Both the population and predation rate indices for blue-winged teals fluctuated greatly, but neither index was closely correlated with the May pond index. From 1969 to 1970 the population and predation rate indices declined 48 and 57%, respectively, though the May pond index declined only 11%. From 1970 to 1971 the population index increased 61% and the predation rate index remained almost unchanged, but the May pond index declined 43%. There was, however, a reasonably close correlation between the predation rate and population indices.
The gadwall population was relatively stable, and annual population changes were closely correlated with the May pond index. The predation rate index for gadwalls was also relatively stable. The predation rate index, however, was imprecisely linked to both the May pond and population indices. Nevertheless, the effects of the 2 drought years, 1971 and 1973, on the predation rate index were evident. The relative insensitivity of the predation rate index to changes in May pond numbers and to population size probably reflected the late but apparently persistent nesting habits of this species.

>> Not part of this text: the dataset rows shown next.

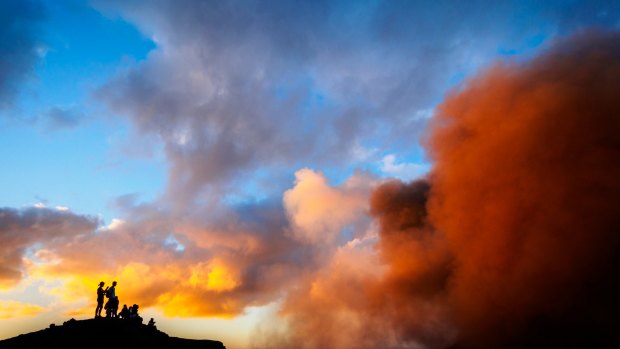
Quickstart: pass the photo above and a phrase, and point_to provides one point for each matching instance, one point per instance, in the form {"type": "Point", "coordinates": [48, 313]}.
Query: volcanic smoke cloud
{"type": "Point", "coordinates": [513, 241]}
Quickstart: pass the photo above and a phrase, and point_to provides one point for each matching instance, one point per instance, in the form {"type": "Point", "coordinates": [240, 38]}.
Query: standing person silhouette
{"type": "Point", "coordinates": [100, 293]}
{"type": "Point", "coordinates": [112, 303]}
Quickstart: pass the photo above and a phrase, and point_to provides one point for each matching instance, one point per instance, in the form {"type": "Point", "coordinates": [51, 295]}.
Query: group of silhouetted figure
{"type": "Point", "coordinates": [111, 306]}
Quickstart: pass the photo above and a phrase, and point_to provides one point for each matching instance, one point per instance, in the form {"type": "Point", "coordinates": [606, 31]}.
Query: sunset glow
{"type": "Point", "coordinates": [314, 174]}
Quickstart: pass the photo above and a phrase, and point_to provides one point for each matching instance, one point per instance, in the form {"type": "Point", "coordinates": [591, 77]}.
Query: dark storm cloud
{"type": "Point", "coordinates": [21, 229]}
{"type": "Point", "coordinates": [513, 241]}
{"type": "Point", "coordinates": [239, 86]}
{"type": "Point", "coordinates": [19, 22]}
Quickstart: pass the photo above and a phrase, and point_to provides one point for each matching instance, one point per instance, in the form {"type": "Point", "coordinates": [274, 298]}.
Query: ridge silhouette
{"type": "Point", "coordinates": [104, 333]}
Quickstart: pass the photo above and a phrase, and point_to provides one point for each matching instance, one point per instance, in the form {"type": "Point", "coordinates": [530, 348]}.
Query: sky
{"type": "Point", "coordinates": [264, 172]}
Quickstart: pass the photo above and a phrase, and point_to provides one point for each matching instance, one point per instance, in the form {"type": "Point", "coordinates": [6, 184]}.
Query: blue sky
{"type": "Point", "coordinates": [251, 133]}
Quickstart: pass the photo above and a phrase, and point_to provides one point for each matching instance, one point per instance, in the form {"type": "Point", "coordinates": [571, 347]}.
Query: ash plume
{"type": "Point", "coordinates": [513, 241]}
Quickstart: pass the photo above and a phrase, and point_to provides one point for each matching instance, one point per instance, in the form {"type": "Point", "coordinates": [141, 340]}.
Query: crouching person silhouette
{"type": "Point", "coordinates": [124, 313]}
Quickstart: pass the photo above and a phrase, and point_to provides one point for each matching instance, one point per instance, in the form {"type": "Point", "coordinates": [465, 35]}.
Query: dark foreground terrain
{"type": "Point", "coordinates": [104, 333]}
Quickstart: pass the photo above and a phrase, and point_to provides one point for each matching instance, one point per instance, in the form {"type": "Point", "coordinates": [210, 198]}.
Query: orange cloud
{"type": "Point", "coordinates": [10, 309]}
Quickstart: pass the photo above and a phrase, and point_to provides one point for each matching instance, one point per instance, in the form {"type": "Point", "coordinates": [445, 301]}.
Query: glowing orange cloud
{"type": "Point", "coordinates": [13, 309]}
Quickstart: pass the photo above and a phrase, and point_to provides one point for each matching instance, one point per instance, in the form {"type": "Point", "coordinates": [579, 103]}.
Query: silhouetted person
{"type": "Point", "coordinates": [111, 306]}
{"type": "Point", "coordinates": [124, 314]}
{"type": "Point", "coordinates": [134, 316]}
{"type": "Point", "coordinates": [100, 293]}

Relative vulnerability indices for each dabbling duck species to foxes were determined by dividing the average predation rate index for each species by the respective population index and multiplying the results by 1,000 (Table 9). The results are density independent and directly comparable among species and years, but relate only to ducks living in areas frequented by red foxes. During most study years nearly all ducks in the 3-county intensive study area lived in such areas.
Among the 5 principal dabbling duck species, northern pintails were most vulnerable to foxes, and gadwalls and blue-winged teals were least vulnerable. Mallards and northern shovelers were slightly less vulnerable than northern pintails. Dabbling ducks were most vulnerable to foxes during wet springs when nesting effort was strongest. Vulnerability indices during the 3 wettest springs (1969, 1970, and 1972) averaged 1.4 times greater than those of the 2 drought springs (1971 and 1973). In general, early nesting species were much more vulnerable to fox predation than late nesting species.